Thanks Cooper27. Yes, I've explored the whole cross-reactive thing, but fine with some but not others, so not sure if a) if you cross-react to one on the list, you cross-react to all (?); b) if the cross-reaction generates the same level of damage that gluten does. Unfortunately no GP or gastro will ever be able to answer those questions as they are utterly without knowledge beyond telling people to not eat gluten but at the sametime to do eat GF labelled foods that do contain gluten!! I'm actually fine with some tahini brands, but not this one. I normally buy Cypressa which Tesco and Asda stock. I go for the 'light' tahini as it is roasted and hulled - apparently the hull is not good is you had dodgey GI tract. This was very definite coeliac reaction (I know the signs at this stage....) rather than a normal random food reaction (which I do get to certain foods). I think as MeTeeCee says, avoidance of all grains and lentils (and in my book I would extend this to seeds and shelled nuts) is the safest option. Until food producers play the game and find out where their actual ingredients come from, the risk is too high. On a more worrying level - if they don't know what's happening at grower end of the chain, how can they claim ingredients are even organic or safe and not sprayed with illegal pesticides or grown in polluted land/water. Blind faith in what suppliers are stating is not a safe way to source anything.

Cooper27 profile image
Cooper27 in reply to

I don't think you'd cross react to all foods on the list, just some of them. It depends on your own immune system really. I think you'd experience with all kinds of tahini if it were that though.

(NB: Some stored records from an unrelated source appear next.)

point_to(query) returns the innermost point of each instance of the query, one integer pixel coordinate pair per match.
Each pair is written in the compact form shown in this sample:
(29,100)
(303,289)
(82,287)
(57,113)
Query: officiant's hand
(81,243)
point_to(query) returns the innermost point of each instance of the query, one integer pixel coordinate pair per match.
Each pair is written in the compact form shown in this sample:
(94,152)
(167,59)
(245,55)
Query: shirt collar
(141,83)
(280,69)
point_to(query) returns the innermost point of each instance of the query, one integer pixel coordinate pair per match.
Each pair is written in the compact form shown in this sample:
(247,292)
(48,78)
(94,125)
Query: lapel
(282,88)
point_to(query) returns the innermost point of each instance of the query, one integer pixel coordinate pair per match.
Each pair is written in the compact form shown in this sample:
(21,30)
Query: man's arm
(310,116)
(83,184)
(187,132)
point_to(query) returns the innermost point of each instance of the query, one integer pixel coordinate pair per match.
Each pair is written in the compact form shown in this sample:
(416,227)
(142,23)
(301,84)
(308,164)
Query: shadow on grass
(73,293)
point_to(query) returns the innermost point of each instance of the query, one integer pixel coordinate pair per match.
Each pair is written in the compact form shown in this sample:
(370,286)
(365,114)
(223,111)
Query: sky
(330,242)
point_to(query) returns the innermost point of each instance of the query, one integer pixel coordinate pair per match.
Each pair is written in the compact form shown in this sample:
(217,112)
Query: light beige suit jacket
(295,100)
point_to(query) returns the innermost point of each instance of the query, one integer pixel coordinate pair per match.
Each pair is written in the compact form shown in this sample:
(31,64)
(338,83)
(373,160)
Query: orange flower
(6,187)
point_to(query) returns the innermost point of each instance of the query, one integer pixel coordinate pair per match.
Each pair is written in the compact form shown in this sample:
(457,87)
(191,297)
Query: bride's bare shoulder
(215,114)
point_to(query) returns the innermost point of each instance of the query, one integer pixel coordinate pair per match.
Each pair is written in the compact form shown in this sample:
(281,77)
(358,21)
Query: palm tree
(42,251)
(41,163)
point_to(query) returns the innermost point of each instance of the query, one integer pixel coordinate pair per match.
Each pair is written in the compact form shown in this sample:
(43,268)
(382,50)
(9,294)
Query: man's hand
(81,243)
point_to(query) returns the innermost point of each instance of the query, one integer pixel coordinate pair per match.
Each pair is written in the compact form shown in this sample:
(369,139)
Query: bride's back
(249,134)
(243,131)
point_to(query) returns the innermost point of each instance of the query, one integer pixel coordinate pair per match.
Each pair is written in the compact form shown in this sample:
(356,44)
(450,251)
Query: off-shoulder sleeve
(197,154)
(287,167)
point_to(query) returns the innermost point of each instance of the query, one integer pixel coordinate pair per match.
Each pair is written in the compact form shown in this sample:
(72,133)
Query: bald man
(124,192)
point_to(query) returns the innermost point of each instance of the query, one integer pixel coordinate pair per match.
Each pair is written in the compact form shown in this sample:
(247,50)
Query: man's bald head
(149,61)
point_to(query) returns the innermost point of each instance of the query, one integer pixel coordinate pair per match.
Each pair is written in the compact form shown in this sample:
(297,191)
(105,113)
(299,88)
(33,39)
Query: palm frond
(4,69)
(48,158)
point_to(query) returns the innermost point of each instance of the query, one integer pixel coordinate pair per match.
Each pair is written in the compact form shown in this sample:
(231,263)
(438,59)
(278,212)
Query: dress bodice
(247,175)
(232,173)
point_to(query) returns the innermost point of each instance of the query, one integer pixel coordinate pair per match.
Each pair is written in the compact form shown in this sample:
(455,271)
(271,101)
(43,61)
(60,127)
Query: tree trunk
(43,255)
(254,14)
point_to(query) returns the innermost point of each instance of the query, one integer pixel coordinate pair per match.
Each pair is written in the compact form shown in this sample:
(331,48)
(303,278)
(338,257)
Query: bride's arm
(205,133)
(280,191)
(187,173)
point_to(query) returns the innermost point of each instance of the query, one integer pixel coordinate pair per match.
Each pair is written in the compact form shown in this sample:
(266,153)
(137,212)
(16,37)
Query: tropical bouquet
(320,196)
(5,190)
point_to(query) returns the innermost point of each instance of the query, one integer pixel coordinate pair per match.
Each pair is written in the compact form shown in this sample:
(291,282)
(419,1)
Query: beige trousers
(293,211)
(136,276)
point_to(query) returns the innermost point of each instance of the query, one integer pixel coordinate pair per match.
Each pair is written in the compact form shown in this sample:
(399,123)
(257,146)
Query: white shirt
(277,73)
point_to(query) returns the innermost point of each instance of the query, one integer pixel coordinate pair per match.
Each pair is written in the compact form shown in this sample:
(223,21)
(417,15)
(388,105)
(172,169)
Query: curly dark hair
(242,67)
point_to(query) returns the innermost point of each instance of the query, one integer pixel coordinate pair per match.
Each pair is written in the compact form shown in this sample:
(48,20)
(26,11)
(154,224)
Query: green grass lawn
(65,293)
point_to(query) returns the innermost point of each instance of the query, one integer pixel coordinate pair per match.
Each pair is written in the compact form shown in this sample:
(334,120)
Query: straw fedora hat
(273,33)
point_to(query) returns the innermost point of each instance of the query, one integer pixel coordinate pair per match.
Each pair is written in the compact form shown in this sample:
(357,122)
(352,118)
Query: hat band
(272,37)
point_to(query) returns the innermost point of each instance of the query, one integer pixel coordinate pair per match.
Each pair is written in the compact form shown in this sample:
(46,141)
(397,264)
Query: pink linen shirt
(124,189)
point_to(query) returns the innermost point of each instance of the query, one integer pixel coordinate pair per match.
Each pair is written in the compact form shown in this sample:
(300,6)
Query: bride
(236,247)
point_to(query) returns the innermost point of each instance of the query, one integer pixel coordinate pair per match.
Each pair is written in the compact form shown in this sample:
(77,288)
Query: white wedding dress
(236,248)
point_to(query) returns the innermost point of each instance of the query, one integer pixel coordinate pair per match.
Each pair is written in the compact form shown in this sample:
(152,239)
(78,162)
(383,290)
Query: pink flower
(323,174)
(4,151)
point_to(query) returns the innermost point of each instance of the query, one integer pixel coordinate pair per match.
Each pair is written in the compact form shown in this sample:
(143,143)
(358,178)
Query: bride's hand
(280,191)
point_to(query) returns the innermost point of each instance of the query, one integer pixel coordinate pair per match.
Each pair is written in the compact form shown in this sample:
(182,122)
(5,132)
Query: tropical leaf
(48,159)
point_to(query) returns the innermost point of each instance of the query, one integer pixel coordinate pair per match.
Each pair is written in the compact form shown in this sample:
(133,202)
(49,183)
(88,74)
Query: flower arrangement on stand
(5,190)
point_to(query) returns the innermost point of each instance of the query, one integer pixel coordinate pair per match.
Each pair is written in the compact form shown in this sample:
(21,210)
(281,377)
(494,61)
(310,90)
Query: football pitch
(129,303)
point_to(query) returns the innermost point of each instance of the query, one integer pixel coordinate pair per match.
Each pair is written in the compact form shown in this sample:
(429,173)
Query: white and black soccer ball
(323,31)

Very frustrating for you, I can't make any more suggestions, but I hope you don't suffer again!

in reply toCooper27

Thanks Cooper. I think it's just stick to whole foods and the 2 or 3 'trusted safe' brands.

Hello Hidden it does feel very unfair being made I’ll by food clearly labelled as gluten free.And the really sad thing is it’s for profit...so I feel for you and share your emotions.

in reply to

Thanks Jerry. Yes, we are just cash cows to the businesses and CUK. Your health is irrelevant but your cash is very important.